25 dólares foi o preço oferecido pela gravadora para o registro da sua música. Keppard teria respondido: “vinte e cinco dólares! Eu bebo mais do que isso de gim em um dia!”. Realmente era menos do que ele ganhava tocando em algum cabaré vagabundo de Storyville. Só entre 1924 e 1927, quando o jazz já despontava como a trilha sonora que os EUA iriam dar ao mundo, é que Keppard resolveu gravar algumas de suas canções. Muito pouco para evitar que morresse esquecido e sozinho, vítima de tuberculose e alcoolismo, como seu antigo mestre Buddy Bolden.

A ironia é que em 26 de fevereiro de 1917 uma banda formada apenas por músicos brancos, denominada Original Dixieland Jazz Band gravou Livery stable blues, o primeiro disco de jazz da história. Nick La Rocca, que em 1925 teve um colapso nervoso e abandonou a música para trabalhar na construção civil, era o líder daquele grupo. Músicos que repentinamente, mesmo sem sombra da genialidade dos solos de Keppard ou a criatividade inovadora de Bolden, foram saudados pela imprensa norte-americana como inventores do jazz.
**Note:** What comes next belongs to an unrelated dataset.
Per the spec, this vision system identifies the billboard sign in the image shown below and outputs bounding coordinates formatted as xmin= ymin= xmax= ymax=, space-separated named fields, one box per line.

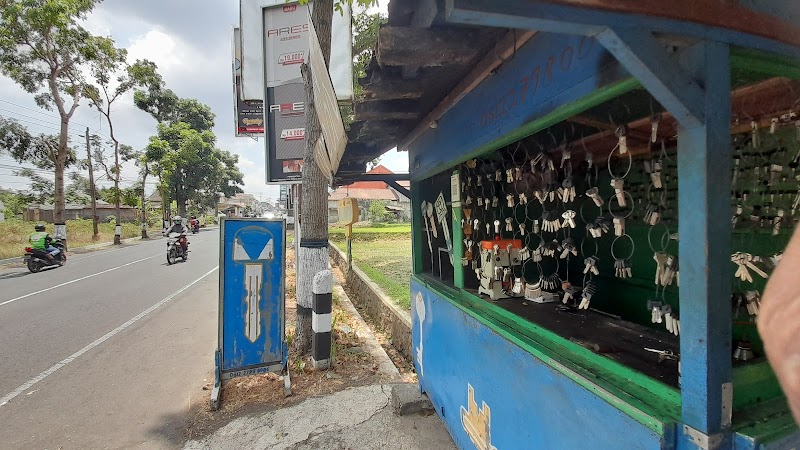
xmin=233 ymin=28 xmax=265 ymax=137
xmin=216 ymin=218 xmax=287 ymax=380
xmin=263 ymin=3 xmax=309 ymax=183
Durante anos, a crítica musical estadunidense, usurpando mais do que os solos de Keppard ou a criatividade de Bolden, defendeu a tese de que o jazz era um produto de brancos que os negros haviam copiado e apenas ajustado a alguma de suas qualidades rítmicas.

A estrada da autoconsciência norte-americana era longa e o mundo ainda iria demorar muito para dar o crédito devido e fazer justiça aos pioneiros dessa música, sem a qual a própria ideia de modernidade não faria nenhum sentido.